Illustration by Matt Rota for Foreign Policy
The U.S. empire's hubris, its fundamental opposition towards rectifying the evils it's built upon, will be its final undoing. This year, around the anniversary of the January 6th storming of the Capitol, Foreign Policy's Stephen Marche concluded that "The U.S. military isn't ready for civil war." Quoting professor of military history at Ohio State University Peter Mansoor, Marche assessed that for the U.S. armed forces to triumph over the anti-colonial domestic insurgency which sociologists have begun predicting, the injustices which are producing this risk of civil war will themselves need to be addressed:
For Mansoor, a successful counterinsurgency is next to-but not quite-impossible, a vital distinction. For one thing, insurgencies fail when they are unpopular with the local population, as in the case of the Shining Path in Peru or Che Guevara in Bolivia. "The most important thing is to get the politics right, and if you get the politics right, you're going to be able to win a counterinsurgency," Mansoor said while acknowledging that "the reason these insurgencies occur in the first place is because of politics." The role of the military, in Mansoor's view, is to clamp down on violence so that political progress can be made. "If you have so much violence going on, the politics is frozen," he said. That need for stability to promote dialogue was the assumption behind the 2007 surge in Iraq. And there, an expanded counterinsurgency strategy did make politics possible. It's just that the parties found themselves exactly where they started before the violence. The solution to the next U.S. civil war would be the solution to the crises America already faces.
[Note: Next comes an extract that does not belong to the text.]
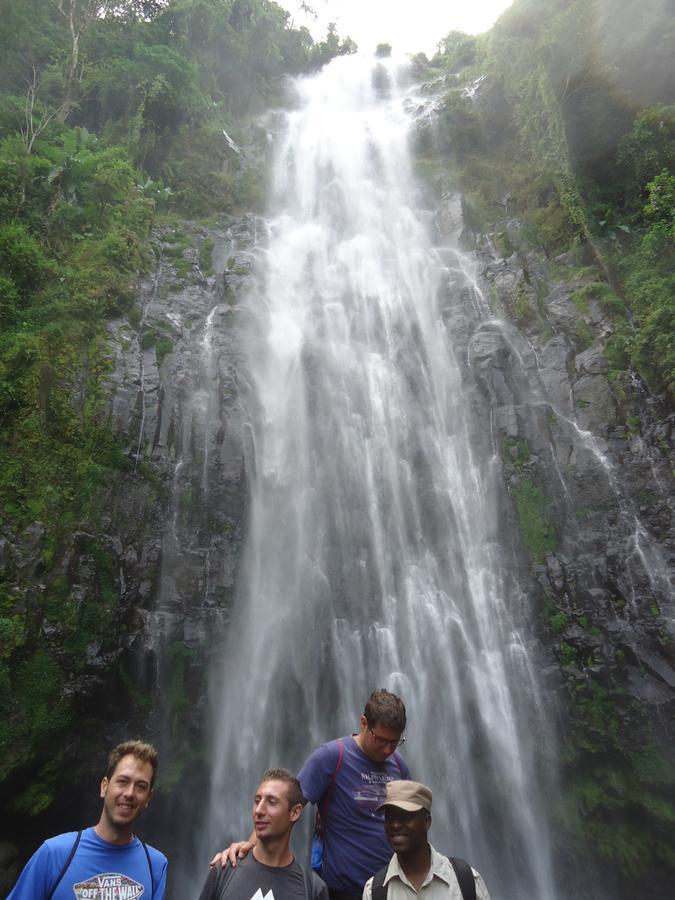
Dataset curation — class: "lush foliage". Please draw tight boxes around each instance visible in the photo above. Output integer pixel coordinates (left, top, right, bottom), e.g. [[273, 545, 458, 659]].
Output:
[[0, 0, 354, 813], [418, 0, 675, 399]]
That crucial requirement for the state to prevent a successful overthrow by the rebel groups which will emerge in the coming decades, where the conditions driving the revolt get changed, will not be met. This is because U.S. imperialism will never do the right thing, it will only do the profitable thing.
The crises America already faces, & why the state won't address them
There are innumerable crises in this country. But according to sociologist Temitope Oriola, the crisis that will set off a civil war is our increasingly inhumane police and carceral state. The militarization of police, which continues to accelerate, is subjecting colonized peoples to an ever worse version of the police violence that they've always been targeted by. Consistent with the prospect Foreign Policy describes of the U.S. military being unable to build legitimacy at home due to the masses seeing it as an occupier, this amounts to a military occupation of impoverished black communities.
Just because this is called the "United States," and the armed forces here are supposedly exercising jurisdiction over the territories they have a "right" to in international law, doesn't change the material nature of what they do. That nature is aggressive, obtuse, and anti-democratic. And I talk about police as if they're military forces because with the decline of the U.S. empire, and the subsequent explosion of military aid to police amid an expanding global militaristic reaction, law enforcement here has quite visibly become an occupying army. As if it wasn't that way from the start, given that all U.S. institutions only exist due to the theft of indigenous land. The occupation is just becoming more noticeable.
This reality of increasing provocations from the police state exacerbating the tenseness of our racial climate is multiplied by the impacts of mass incarceration. Those locked up are just one part of the population in this country that's living under the thumb of our bloated and tyrannical penal system. Around two-thirds of them are on probation or parole, making for over 4 million overwhelmingly poor, disproportionately nonwhite people who are subject to the employment obstacles, surveillance, and voter disenfranchisement which come with being classified as a lawbreaker in the United States.